Is it possible to swim in(on )  oil ? just like you swim in water.

9 responses total.



#1 of 9 by gull on Tue May 3 13:42:00 2005:

The density is much lower.  I expect you'd sink.


#2 of 9 by rcurl on Tue May 3 18:03:58 2005:

The density of the body with breath exhaled is about 0.99 to 1.07. The lowest
density with breath deeply inhaled drops to as low as 0.90. Oils are less
dense than 0.90 - yes, you'd sink. Wear your PFD. 


#3 of 9 by gull on Tue May 3 20:39:19 2005:

What's the density of your PFD? ;)


#4 of 9 by rcurl on Wed May 4 06:44:27 2005:

Mine, I don't know. However the density of polyethylene foam, used for
PFDs, is about 0.03. My density is about .99 (I float with just my face
above water). To float in a fluid of density 0.84 (about that of diesel 
oil), I would require a polyethylene PFD that was about 20% of the volume 
of my body. That's larger than most PFDs, so I guess I would sink. Wear 
*two* PFDs. 


#5 of 9 by gull on Wed May 4 18:17:12 2005:

I'm kind of curious why this question came up, to begin with.

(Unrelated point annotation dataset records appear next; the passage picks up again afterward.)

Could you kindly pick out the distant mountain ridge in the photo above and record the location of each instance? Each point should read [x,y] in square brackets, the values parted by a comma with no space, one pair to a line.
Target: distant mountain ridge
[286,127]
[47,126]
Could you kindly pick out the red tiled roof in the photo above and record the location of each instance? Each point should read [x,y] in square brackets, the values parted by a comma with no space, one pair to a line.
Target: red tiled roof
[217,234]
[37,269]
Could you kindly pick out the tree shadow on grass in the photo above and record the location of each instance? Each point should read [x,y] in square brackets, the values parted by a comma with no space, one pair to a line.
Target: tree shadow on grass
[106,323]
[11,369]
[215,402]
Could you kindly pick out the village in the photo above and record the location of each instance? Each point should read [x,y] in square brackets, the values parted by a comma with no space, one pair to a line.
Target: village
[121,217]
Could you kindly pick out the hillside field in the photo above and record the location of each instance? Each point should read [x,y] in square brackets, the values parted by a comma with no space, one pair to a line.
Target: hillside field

#6 of 9 by gull on Wed May 4 18:18:00 2005:

Oh yeah, and you'd better make sure the PFD is oil-resistant.  Petroleum
products dissolve some types of foam, as anyone who has put gasoline in
a styrofoam cup can attest.


#7 of 9 by rcurl on Wed May 4 20:04:11 2005:

That's why I chose polyethylene. Polystyrene would collapse in gasoline,
and besides it is rather brittle.


#8 of 9 by sholmes on Thu May 5 02:57:09 2005:

Re#5 ...well this is how the Q came up. 
one of my friend's nightmare is to drown in a large  vat of oil....


#9 of 9 by rcurl on Thu May 5 06:18:48 2005:

Do you mean he/she has that as an actual dream/nightmare?